Güneş gazetesi, “Yeni anayasada laiklik olmamalı” diyen TBMM Başkanı İsmail Kahraman’ın sözlerini, "Ne var bunda?” manşetiyle savundu. Haberde, "Meclis Başkanı İsmail Kahraman, şahsi fikirlerini açıklayarak “Yeni anayasanın daha dindar olması gerektiğini” söyledi ve Türkiye’de gündemi değiştirdi. Bir anda hedef haline gelen Kahraman ölümle bile tehdit edildi. Oysa mesele, düşünce özgürlüğü parantezinde ele alınmalıydı” ifadeleri kullanıldı.
"İfade özgürlüğünü kullandığı için İsmail Kahraman'a karşı linç kampanyası başlatıldığını" savunan gazete ayrıca, "Casusluk ve basın özgürlüğü” başlığıyla yayımlanan bir diğer haberinde de, “İsmail Kahraman’a anlamsız bir biçimde saldıran bu çevreler, MİT TIR’ları ihanetine imza atan FETÖ’cü Can Dündar’ı basın özgürlüğü adı altında savunmaya kalkışmışlardı. Hatta casusluktan yargılanan Dündar’a destek olmak için yargıyı kilitleyip mahkeme salonunu bile basmışlardı” ifadelerine yer verdi.

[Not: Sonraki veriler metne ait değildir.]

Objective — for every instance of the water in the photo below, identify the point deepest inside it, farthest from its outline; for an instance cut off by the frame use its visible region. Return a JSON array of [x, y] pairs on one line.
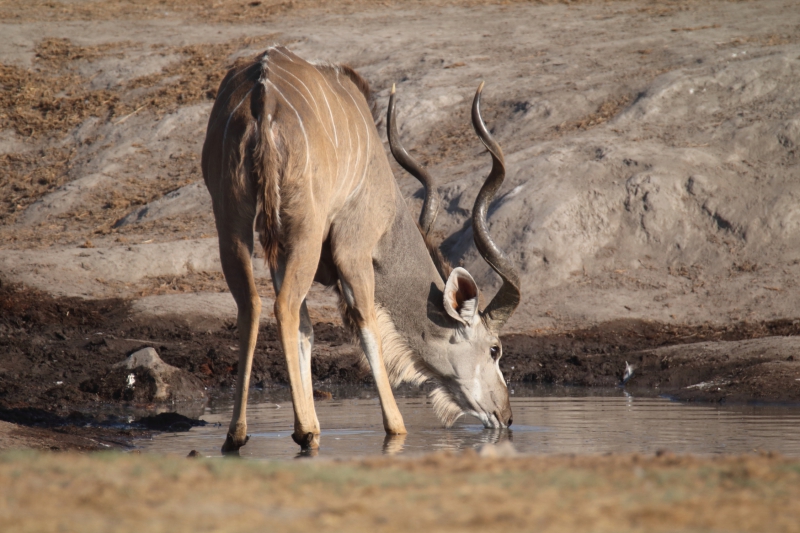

Güneş gazetesinin bugünkü nüshasında yayımlanan (27 Nisan 2016) haber şöyle:
"Meclis Başkanı İsmail Kahraman, şahsi fikirlerini açıklayarak “Yeni anayasanın daha dindar olması gerektiğini” söyledi ve Türkiye’de gündemi değiştirdi. Bir anda hedef haline gelen Kahraman ölümle bile tehdit edildi. Oysa mesele, düşünce özgürlüğü parantezinde ele alınmalıydı.
Kendi düşüncesini söyledi
Meclis Başkanı Kahraman, ‘Anayasa konulu’ bir konferansta, anayasa tartışmalarına yeni boyut kazandıracak bir öneri ortaya attı. Türkiye’de laikliği isteyenin istediği gibi yorumladığını söyleyen Kahraman, yeni anayasanın daha dindar olması gerektiğini belirtti. Ancak Kahraman’ın kendi düşüncesini ifade ettiği bu sözlere bazı çevreler akıl almaz bir tepki gösterdi.
Linç kampanyası başlattılar
CHP’li vekil Müslim Sarı, “Laikliği kaldırmak isteyen kelleyi koltuğa alsın” diyerek Kahraman’ı alenen ölümle tehdit etti. CHP’li vekil Mahmut Tanal, bir grup CHP’li ile birlikte sokağa çıkıp provokasyon yaptı. Oysa aynı çevreler vatana ihanet olarak değerlendirilecek birçok konuyu ifade ve düşünce özgürlüğü adı altında savunmaya kalkışmışlardı.
Asıl Mesele
Anayasa’da din özgürlüğü, değişik dinlere inanan ya da inanmayanlara eşit muamele ilkesi olacaksa değişen ya da değişmeyen maddeler arasında ‘laiklik’ ilkesinin yer alması asla bir sorun değildir. Mesele, laikliğin tanımının net bir şekilde ortaya konulmasıdır.
Asıl olan anayasa maddesi değil, uygulamasıdır. Aynı maddeler, yüzde 99’u Müslüman olan bir ülkede dine ve dindarlara yönelik baskı aracı haline getirilmişken, son 10 yılda bu baskıların hemen hepsi kalkmıştır. Türkiye’de eski sıkıntılar kalmadı. Zaten anayasa değişikliğine esas olan bu konular değil, Başkanlık Sistemi’ne geçiştir diye düşünüyoruz
Sayın Meclis Başkanı’nın kendi kişisel fikirlerini söylemesi en doğal hakkıdır. Düşünceye karşı bu hazımsızlık niye? O fikirleri beğenen olur, beğenmeyen olur ama insanları linç etmeye kalkışmak çok büyük bir ayıptır. Yeni anayasa kamuoyunda özgür bir tartışma sonucu hazırlanacaktır."